Par Elise Koutnouyan (Journaliste vidéo)
Depuis sa création en 2008, les Français adorent la rupture conventionnelle. En 2022, le cap des 500.000 ruptures conventionnelles par an a été franchi. Et rien ne semble indiquer un reflux. Ce dispositif de fin de CDI est un exemple concret de la théorie de la flexisécurité. Inventé alors que le marché du travail avait besoin de flexibilité, il a été adjoint de garanties de sécurité pour les salariés qui en bénéficient.
Un dispositif adoré autant que décrié
Concrètement, lorsqu’une rupture conventionnelle est convenue, l’employeur s’engage à verser une indemnité de départ. En échange, le salarié touche le chômage après la fin de son contrat. Cet accès au chômage est décrié par les adversaires de la rupture conventionnelle, qui jugent le dispositif trop coûteux pour les finances publiques et pas assez efficace pour le marché du travail. Mais quand le gouvernement tente de revenir sur la rupture conventionnelle, tout le monde s’y oppose .

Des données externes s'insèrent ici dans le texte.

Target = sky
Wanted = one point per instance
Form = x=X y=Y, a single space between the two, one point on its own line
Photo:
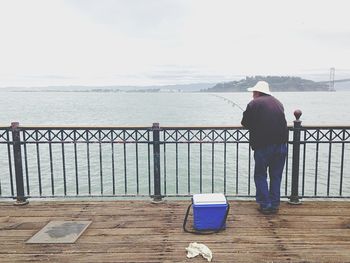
x=162 y=42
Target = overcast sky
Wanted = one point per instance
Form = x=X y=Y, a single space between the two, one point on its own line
x=147 y=42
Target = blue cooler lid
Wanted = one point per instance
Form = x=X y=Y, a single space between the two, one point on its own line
x=205 y=199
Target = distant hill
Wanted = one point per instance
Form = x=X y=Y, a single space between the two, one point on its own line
x=277 y=83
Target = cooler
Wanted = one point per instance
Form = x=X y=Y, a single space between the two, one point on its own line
x=209 y=211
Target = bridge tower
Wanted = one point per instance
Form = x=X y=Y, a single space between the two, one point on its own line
x=331 y=79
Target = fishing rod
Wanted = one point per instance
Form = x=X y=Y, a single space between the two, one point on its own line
x=229 y=101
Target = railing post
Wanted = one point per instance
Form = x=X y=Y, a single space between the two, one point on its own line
x=294 y=198
x=21 y=200
x=157 y=197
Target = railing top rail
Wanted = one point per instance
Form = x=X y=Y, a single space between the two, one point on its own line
x=198 y=127
x=326 y=126
x=71 y=127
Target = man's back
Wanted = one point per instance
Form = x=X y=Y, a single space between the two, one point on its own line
x=265 y=119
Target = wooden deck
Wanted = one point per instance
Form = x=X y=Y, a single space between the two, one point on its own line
x=139 y=231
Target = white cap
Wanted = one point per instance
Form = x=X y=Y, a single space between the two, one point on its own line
x=261 y=86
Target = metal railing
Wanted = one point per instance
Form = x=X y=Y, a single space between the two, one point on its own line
x=157 y=162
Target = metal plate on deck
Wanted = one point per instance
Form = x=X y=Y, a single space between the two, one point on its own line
x=60 y=232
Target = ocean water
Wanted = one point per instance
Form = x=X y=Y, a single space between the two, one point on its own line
x=168 y=109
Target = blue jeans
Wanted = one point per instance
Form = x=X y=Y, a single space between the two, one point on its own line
x=273 y=158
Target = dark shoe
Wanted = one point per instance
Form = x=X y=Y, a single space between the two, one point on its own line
x=274 y=209
x=265 y=210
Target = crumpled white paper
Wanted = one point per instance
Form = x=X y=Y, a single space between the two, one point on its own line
x=195 y=249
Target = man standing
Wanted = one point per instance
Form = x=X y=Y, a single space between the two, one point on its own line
x=267 y=125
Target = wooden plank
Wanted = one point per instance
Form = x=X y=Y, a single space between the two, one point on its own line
x=139 y=231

Pour comprendre l’impact de cette mesure, nous avons interrogé son inventrice, Laurence Parisot, ancienne présidente du Medef (2005-2013), le conseiller social de Nicolas Sarkozy au début de son mandat, Bertrand Martinot, ainsi qu’un économiste, Cyprien Batut. Comment expliquer son succès ? Est-ce que la rupture conventionnelle est bonne ou mauvaise pour l’économie ?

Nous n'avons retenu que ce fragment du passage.